Alternative Supplies Found, Production Tweaked To Minimise Impact

Worries that automotive production in Europe and the U.S. might be disrupted because of supply chain disruptions following the Japanese earthquake, tsunami and nuclear power disruption won’t turn out to amount to much, according to a report from Moody’s Investors Service.

Japanese automakers have not been so lucky though.

“Companies outside of Japan have largely adapted to supply-chain disruptions arising from the March 11 earthquake and tsunami in Japan. Despite significant uncertainty in the days after the disaster, companies have been able to locate alternative supply sources or scale back production. Although the disaster disrupted the flow of semiconductors, auto parts and a range of other goods from Japan, we expect the financial impact to be limited in most cases to the second and third quarters of 2011,” Moody’s said.

After the triple whammy struck Japan, some investors worried that manufacturers of certain crucial components – controllers, chips and some chemicals used in resins and glues – might be affected, and that shortages may cripple final production of automobiles in Europe before the end of the second quarter.

At the time, European manufacturers reacted calmly to the possible crisis as initial evidence pointed to disruption. But some analysts reckoned the worst case scenario would mean four weeks of output being lost by Europeans, and the best, two weeks. The best case would have meant second quarter EBIT profit cuts of between 27 per cent at Daimler and 50 per cent for Fiat Auto, with year shortfalls of seven per cent for the German company and 16 per cent at Fiat. The worst case would have meant near breakeven in the second quarter for the premium brands, or losses for most mass market manufacturers.

In the event, disruption seemed negligible.

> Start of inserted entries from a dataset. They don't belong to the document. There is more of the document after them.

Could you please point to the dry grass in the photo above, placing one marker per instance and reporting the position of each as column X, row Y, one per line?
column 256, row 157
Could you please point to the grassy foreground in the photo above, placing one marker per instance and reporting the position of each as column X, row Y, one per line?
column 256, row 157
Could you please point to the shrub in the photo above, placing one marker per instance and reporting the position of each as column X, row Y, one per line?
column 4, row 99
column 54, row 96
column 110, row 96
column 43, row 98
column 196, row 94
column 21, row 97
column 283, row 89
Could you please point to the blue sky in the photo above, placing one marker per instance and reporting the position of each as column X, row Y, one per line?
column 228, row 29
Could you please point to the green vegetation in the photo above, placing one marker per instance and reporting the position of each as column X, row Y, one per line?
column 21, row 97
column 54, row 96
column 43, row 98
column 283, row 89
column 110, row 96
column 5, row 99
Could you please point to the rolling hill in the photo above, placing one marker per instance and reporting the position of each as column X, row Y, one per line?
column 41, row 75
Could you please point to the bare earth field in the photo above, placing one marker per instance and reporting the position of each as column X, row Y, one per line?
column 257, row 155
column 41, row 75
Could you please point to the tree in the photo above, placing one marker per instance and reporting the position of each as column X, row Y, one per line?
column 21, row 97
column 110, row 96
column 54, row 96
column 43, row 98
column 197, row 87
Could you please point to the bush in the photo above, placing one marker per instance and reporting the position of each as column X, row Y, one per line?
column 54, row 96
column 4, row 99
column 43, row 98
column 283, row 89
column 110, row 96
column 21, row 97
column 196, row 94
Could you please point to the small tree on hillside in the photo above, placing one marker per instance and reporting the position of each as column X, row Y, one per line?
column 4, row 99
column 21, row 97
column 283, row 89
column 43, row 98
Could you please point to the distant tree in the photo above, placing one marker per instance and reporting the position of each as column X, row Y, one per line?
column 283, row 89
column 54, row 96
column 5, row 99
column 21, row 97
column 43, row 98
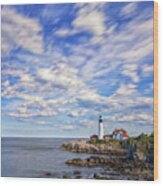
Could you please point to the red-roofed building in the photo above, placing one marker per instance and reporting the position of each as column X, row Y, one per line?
column 120, row 134
column 107, row 137
column 94, row 137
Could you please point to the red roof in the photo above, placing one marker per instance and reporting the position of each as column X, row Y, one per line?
column 107, row 136
column 125, row 135
column 94, row 136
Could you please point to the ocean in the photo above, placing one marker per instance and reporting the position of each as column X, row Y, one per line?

“For most automakers and parts suppliers, there will be modest declines in production, but minimal impact on 2011 operating performance. The Japanese automakers are having a much tougher time because of their higher exposure to the Japanese supply base. We expect the Detroit Big Three and Korean automakers to gain some market share (in the U.S.) at the expense of Japanese rivals,” Moody’s said.

Less severe than worst fears
The report said European semiconductor companies tend to rely on suppliers from China, Taiwan or Korea rather than Japan for resins and other parts.

“While it is too soon to count the full cost of the disaster, nine weeks later it seems clear that the supply chain disruptions were less severe than the worst fears suggested,” the report said.

“In Europe, there have been very few production slowdowns because there has been sufficient inventory in the supply pipeline. It remains to be seen if production will have to be adjusted after May due to a shortage of certain parts. Currently we expect that these slowdowns will be limited and that European automakers should be able to make up for most of the lost production over the course of 2011,” Moody’s said.